Rework the VHS demo so the README screenshots actually entice a download.
Demo data / tooling:
- seed.yaml: real, reachable service URLs (detail now shows nextcloud.com,
not example.com); Auth Portal -> non-resolving home.arpa host so it reads
as a believable, reliably-DOWN monitor
- backfill: transient outages for Nextcloud/Jellyfin/Immich aligned with their
state changes (uptime % now matches); log timestamps derived from now so the
Logs view reads chronologically; real SSL warning; three probe nodes across
regions; seeded alert send health
- demo.tape: shorter warm-up, added Nodes + theme captures, ordered so every
shot stays inside the 60s node-freshness window (consistent probe count)
- vhs/crop: new tool to trim the empty terminal border around each screenshot
- setup.sh: build backfill up front for deterministic timing; UPTOP_DEMO=1
Supporting code:
- persist alert send health (new alert_health table, load on startup,
best-effort save on send) so health/last-sent survive restarts
- latency Min/Avg/Max ignore failed checks (no more "Min 0ms")
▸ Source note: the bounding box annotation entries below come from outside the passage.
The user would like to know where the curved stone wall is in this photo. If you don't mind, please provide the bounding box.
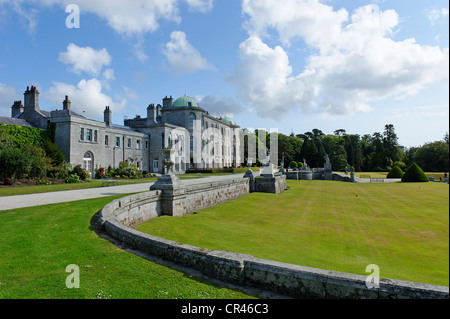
[96,185,449,299]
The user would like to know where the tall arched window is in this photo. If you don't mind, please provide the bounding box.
[189,113,195,126]
[83,152,94,177]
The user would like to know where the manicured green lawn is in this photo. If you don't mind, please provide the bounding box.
[0,196,252,299]
[137,180,449,286]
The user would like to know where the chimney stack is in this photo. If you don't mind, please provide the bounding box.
[23,86,40,112]
[103,106,112,126]
[63,95,72,110]
[11,101,23,117]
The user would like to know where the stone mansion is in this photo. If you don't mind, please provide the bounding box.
[0,86,241,176]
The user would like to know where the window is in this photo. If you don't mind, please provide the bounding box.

- correct "probe"/"probes" pluralization
- stable status dot instead of an animated spinner under UPTOP_DEMO
Propagate check failure reasons through the entire stack:
- Checker captures specific errors (DNS, timeout, HTTP status, SSL, etc.)
- Engine tracks LastError, StatusChangedAt, LastSuccessAt per monitor
- State transitions persisted to new state_changes table
- Detail panel shows error reason, HTTP code, state duration, last
success time, and last 5 state change events
- Monitor table shows inline error preview for DOWN services
- Alert messages include error reason
- Probe nodes forward error reasons to leader
15 files changed across models, checker, engine, store, TUI, and probes.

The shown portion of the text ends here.